Study Published in Pediatrics Determined No Difference in Treatment Efficacy of Common and Costly Illness
NEW YORK (November 9, 2015) – With no proven therapies effective beyond supportive care, a team of clinician researchers at the Children’s Hospital at Montefiore (CHAM) sought to test the superiority of three percent (3 %) Hypertonic Saline (HS) as compared to normal saline (NS), in reducing the length of in-patient hospital stay (LOS) and frequency of readmission rates for infants with bronchiolitis. Their research published today online in Pediatrics, shows statistical parity of the two forms of supportive care, contradicting earlier research and guidelines issued in 2014 by the American Academy of Pediatrics (AAP) around the recommended use of HS in treating bronchiolitis, particularly for those hospitalized for under three days.
According to the study team, led by Alyssa H. Silver, M.D. and Katherine M. O’Connor, M.D., both pediatric hospitalists at CHAM and assistant professors of pediatrics, Albert Einstein School of Medicine these findings do not support the routine use of HS alone in treating infants hospitalized with bronchiolitis as compared with NS.

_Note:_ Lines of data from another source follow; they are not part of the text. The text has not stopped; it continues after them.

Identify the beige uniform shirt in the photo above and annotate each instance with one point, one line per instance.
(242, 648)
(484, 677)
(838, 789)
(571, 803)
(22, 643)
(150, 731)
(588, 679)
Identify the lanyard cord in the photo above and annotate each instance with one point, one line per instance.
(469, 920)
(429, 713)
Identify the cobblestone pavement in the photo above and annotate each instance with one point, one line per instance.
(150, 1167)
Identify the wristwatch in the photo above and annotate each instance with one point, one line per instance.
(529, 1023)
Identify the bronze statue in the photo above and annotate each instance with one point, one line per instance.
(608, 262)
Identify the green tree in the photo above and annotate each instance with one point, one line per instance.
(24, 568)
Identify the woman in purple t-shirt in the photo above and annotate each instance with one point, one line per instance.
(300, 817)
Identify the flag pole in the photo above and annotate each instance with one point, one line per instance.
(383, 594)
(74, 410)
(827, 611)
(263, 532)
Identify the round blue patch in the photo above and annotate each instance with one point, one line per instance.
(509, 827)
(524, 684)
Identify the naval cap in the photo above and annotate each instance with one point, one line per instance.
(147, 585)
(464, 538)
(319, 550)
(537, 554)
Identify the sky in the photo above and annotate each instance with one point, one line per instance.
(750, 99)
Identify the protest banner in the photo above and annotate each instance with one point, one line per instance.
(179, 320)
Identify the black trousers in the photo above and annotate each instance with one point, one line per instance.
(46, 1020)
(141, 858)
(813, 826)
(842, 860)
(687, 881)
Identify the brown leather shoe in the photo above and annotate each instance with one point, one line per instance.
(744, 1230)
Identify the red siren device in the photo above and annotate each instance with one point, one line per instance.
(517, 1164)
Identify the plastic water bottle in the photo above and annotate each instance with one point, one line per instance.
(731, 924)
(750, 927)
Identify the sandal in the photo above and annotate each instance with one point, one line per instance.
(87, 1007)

“This study was prompted by both the unmet need in effective treatments for bronchiolitis and ongoing discussions in the U.S. pediatric community about the perceived superiority of 3% percent HS for in-patient care,” said Dr. Silver . “We hope our findings prompt more attention to minimizing bothersome interventions without clinical benefit, thus also decreasing hospitalization costs and unnecessary resource utilization. We especially want to thank and acknowledge the families and their babies who participated in this important research.”

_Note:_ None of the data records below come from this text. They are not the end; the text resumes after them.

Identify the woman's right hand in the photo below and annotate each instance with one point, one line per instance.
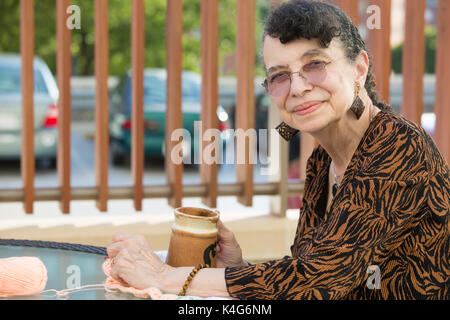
(228, 251)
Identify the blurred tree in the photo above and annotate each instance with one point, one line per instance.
(430, 52)
(83, 39)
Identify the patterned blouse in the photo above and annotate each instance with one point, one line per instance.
(385, 235)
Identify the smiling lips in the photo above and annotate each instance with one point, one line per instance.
(307, 107)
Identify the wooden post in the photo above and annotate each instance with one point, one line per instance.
(350, 7)
(380, 48)
(413, 64)
(137, 98)
(210, 36)
(101, 103)
(64, 70)
(245, 97)
(174, 115)
(27, 83)
(442, 96)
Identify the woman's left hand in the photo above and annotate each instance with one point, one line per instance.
(135, 263)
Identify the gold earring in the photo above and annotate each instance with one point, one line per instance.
(286, 131)
(357, 106)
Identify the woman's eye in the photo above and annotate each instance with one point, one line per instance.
(279, 77)
(314, 65)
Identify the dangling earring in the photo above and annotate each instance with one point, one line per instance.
(286, 131)
(358, 105)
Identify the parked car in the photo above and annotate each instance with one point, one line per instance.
(155, 115)
(45, 110)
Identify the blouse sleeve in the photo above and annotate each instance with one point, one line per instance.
(333, 258)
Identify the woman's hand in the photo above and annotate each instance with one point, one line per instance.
(135, 263)
(229, 253)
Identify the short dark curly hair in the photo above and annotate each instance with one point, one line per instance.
(302, 19)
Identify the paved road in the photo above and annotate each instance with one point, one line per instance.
(83, 174)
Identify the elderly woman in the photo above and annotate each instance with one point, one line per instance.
(376, 194)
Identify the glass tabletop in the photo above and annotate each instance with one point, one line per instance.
(67, 269)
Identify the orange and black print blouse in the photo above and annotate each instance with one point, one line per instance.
(385, 235)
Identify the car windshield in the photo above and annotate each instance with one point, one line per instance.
(10, 80)
(155, 90)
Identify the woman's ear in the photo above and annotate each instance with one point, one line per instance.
(362, 67)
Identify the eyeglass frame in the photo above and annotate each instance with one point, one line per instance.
(265, 84)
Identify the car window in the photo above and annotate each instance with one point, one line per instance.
(10, 80)
(191, 90)
(154, 90)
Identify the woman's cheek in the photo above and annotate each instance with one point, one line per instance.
(333, 82)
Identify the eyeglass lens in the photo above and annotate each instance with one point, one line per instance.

Bronchiolitis, usually due to a viral infection, causes swelling and mucus buildup in the smallest air passages in the lungs (bronchioles). It is common and can be a severe illness, primarily affecting babies under the age of two years. Symptoms can include cough, nasal congestion, wheezing and difficulty breathing. Bronchiolitis is the most frequent cause of hospital admissions among infants in the U.S. Total inpatient charges exceed $1.7 billion annually and mean LOS is 2.4 days. Previous studies suggest little benefit from treatment interventions including bronchodilators, antibiotics or steroids.
The study assessed 765 patients under the age of 12 months for eligibility and enrolled 227 subjects of which 190 completed the study (HS=93 patients; NS=97 patients). In keeping with the 2006 AAP definition of bronchiolitis, patients with previous wheeze were included in the study. Results showed no difference in LOS between the HS and NS groups (median LOS in both was 2.1 days). Likewise, there were no differences in readmission rates or adverse events between the two groups.
Given the volume of patients within the Montefiore community who may present with respiratory distress, Dr. Silver and her colleagues at CHAM have developed clinical pathways of care for babies with bronchiolitis who or whose families seek medical care at the Emergency Department (ED). The clinical pathways are designed to efficiently and frequently assess the infant’s Respiratory Score to gauge necessary intervention, admission (floor or Pediatric Critical Care Unit), or discharge to a reliable parent/caregiver for care and monitoring.